Comme les banquiers centraux sont de plus en plus les yeux rivés sur Wall Street, ils vont sans doute se rappeler qu’entre novembre 2002 et mars 2004 un autre coronavirus avait fait baisser le Dow Jones et le S&P 500 de 17%. Certes, il y a de très nombreuses différences entre les deux événements mais il serait surprenant que la Fed, dans de telles circonstances, se permette un langage trop hawkish au risque de devoir faire un virage à 180 degrés si jamais les choses tournaient mal. Il ne faut pas insulter l’avenir et ce dernier étant plus incertain depuis huit jours, la sagesse voudrait que Jay Powell fasse allusion à ce nouveau risque. Il devra aussi nous parler du marché du repo, tenu à bout de bras à coup de milliards de dollars sans que le mal disparaisse totalement. Il devra peut-être ajouter un mot sur l’indépendance de la Fed et sur l’efficacité de sa politique après la dernière salve de Donald Trump. 
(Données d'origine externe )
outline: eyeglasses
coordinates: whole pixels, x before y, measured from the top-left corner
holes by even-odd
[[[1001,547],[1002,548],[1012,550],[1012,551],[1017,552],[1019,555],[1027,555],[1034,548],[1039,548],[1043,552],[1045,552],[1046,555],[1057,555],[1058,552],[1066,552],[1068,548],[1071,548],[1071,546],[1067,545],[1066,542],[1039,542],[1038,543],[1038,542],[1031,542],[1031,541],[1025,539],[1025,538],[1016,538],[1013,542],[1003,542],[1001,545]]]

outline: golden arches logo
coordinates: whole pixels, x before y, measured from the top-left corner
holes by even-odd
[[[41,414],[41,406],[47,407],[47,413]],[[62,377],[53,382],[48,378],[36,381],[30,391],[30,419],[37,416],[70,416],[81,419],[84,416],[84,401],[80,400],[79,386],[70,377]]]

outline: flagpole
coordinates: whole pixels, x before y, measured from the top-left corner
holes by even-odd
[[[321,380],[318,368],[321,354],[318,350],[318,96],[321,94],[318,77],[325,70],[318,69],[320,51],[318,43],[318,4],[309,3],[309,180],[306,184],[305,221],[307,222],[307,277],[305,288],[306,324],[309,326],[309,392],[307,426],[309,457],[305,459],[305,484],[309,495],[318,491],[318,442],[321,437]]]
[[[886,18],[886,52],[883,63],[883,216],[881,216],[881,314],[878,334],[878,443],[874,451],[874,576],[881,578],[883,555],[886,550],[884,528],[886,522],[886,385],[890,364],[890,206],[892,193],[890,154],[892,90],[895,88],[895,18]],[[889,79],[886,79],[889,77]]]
Le Président a en effet déclaré que si la Fed n’avait pas monté ses taux en 2018, la croissance US aurait atteint 4% en 2019. Il a ensuite nuancé ses propos en ajoutant que l’affaire Boeing et la grève chez GM ont également joué un rôle significatif. Sur les marchés, les probabilités de baisse de taux de la Fed ont évolué sensiblement. En une semaine, la probabilité d’une baisse de taux est passée de 9% à 39% le 10 juin, de 19% à 62% le 29 juillet et de 46% à 89% le 16 septembre. Une baisse de 25 bp des Fed funds le 5 novembre est dorénavant anticipée par tout le monde alors que la probabilité atteignait 58% mardi dernier. Cela promet donc un FOMC un peu plus incertain que prévu.